The last time I heard the term Data Web, was in a presentation made at Stanford, by R.V.Guha. While digging through some articles, I found this interesting intersection between Data Spaces and Information Analytics by Seth Grimes.

My take is that a network of interconnected database environments would make an ideal data web, but one that will never be close to completely realized. The programmer in me says that practical, task-oriented approaches like Grossman's are the way to get stuff done. Regardless of how it's realized, the data-space concept provides an excellent framework for work toward robust knowledge networks.

Data Space is an abstraction to collect data (or reference to data) from multiple sources, in multiple formats and organize it for easy access by indviduals and organization. Currently search engines such as Google serve this function with very little (or no) semantics.

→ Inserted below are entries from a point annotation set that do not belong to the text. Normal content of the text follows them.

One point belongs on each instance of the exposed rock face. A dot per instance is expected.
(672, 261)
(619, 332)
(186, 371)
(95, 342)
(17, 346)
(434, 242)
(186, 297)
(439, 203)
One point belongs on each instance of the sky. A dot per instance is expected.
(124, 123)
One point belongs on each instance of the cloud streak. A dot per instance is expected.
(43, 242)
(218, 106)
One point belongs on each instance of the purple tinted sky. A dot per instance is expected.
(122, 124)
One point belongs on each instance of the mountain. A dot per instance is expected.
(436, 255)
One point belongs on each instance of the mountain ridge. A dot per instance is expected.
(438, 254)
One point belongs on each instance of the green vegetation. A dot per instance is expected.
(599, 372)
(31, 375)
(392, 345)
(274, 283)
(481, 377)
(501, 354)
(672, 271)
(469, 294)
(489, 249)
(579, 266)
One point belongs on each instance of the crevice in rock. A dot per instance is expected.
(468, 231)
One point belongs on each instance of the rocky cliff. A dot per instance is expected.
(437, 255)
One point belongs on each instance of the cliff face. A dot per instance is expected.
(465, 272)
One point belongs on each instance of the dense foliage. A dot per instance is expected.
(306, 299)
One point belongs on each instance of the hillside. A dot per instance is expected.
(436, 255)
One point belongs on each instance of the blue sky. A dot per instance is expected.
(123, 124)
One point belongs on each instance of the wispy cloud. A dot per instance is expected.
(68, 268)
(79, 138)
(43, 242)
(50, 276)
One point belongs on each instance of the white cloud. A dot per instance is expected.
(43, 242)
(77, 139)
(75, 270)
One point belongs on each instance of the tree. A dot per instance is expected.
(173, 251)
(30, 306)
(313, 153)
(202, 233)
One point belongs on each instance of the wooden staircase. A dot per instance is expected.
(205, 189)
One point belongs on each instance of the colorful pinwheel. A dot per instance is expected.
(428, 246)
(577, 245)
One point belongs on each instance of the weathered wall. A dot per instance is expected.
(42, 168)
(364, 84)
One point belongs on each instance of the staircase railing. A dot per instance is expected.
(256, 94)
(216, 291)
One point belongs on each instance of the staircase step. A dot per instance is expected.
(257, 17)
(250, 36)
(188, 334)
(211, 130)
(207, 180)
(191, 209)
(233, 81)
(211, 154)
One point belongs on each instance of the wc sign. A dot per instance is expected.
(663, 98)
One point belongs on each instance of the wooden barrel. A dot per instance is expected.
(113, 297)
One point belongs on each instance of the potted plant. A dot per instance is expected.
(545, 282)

Their analysis acknowledges that much of the information we use is outside our administrative control. It's in someone else's database or files. It's described by someone else's metadata schema (or none at all) and therefore possesses a low level of semantic integration (or common definitions) with other information that interests us. These are the conditions that launched Google and the other search giants. It's hard to find documents and even harder to find meaning, whether on your desktop or on the Internet. Per Franklin, Halevy and Maier, we should move toward data coexistence rather than enforced conformity.

There are several efforts in similar directions. Some of the Semantic Web initiatives propose embedding RDF in HTML and others like Microformats propose a bottom-up method of structuring frequently used data (like people, events, relationships).

While I was Googling for Guha's presentation, I found that he now works for Google.